FDR famously said, “We have nothing to fear but fear itself.” I think that quote perhaps sounds a bit cleverer than it in fact is. I think what he probably meant by it is that we must trust our institutions. It’s simply too easy to become cynical and indulge ourselves in conspiracy theories about our institutions. Rather, let’s believe that, even if our institutions, such as the press, sometimes go overboard—they can swing like pendulums between the far left (I won’t mention any particular cable news network or nationally broadcasting companies) or the far right (I won’t mention any PETA inspired names)—but they are trying (or at least some of the honorable journalists who work for any of those networks are trying) to keep America free by working hard to be the credible (at least sometimes) entities of the collective free press.

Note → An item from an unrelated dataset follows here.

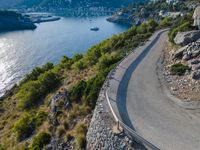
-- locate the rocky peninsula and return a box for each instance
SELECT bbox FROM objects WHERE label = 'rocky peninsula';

We have to believe, too, in the democratic values that express themselves in wacky ways, like governors who hold extreme positions on the west coast or senators who hold the opposite extreme positions in the southwest. But the institutions, those are there for a reason and, if St. Paul is right—and he was writing under much greater duress than anyone in America ever has—they are at the very least overseen from Above (Romans 13:4).

Is this the case in every country? Certainly not. But it is the case here, so don’t lose heart, especially if you’ve been doubting your institutions, and indulging in fears larger than a tarantula but smaller, presumably, than the snake on the man’s front porch in Morgan’s Point, Texas. It was seven feet long. Okay, I agree; maybe that man’s fear was rational after all.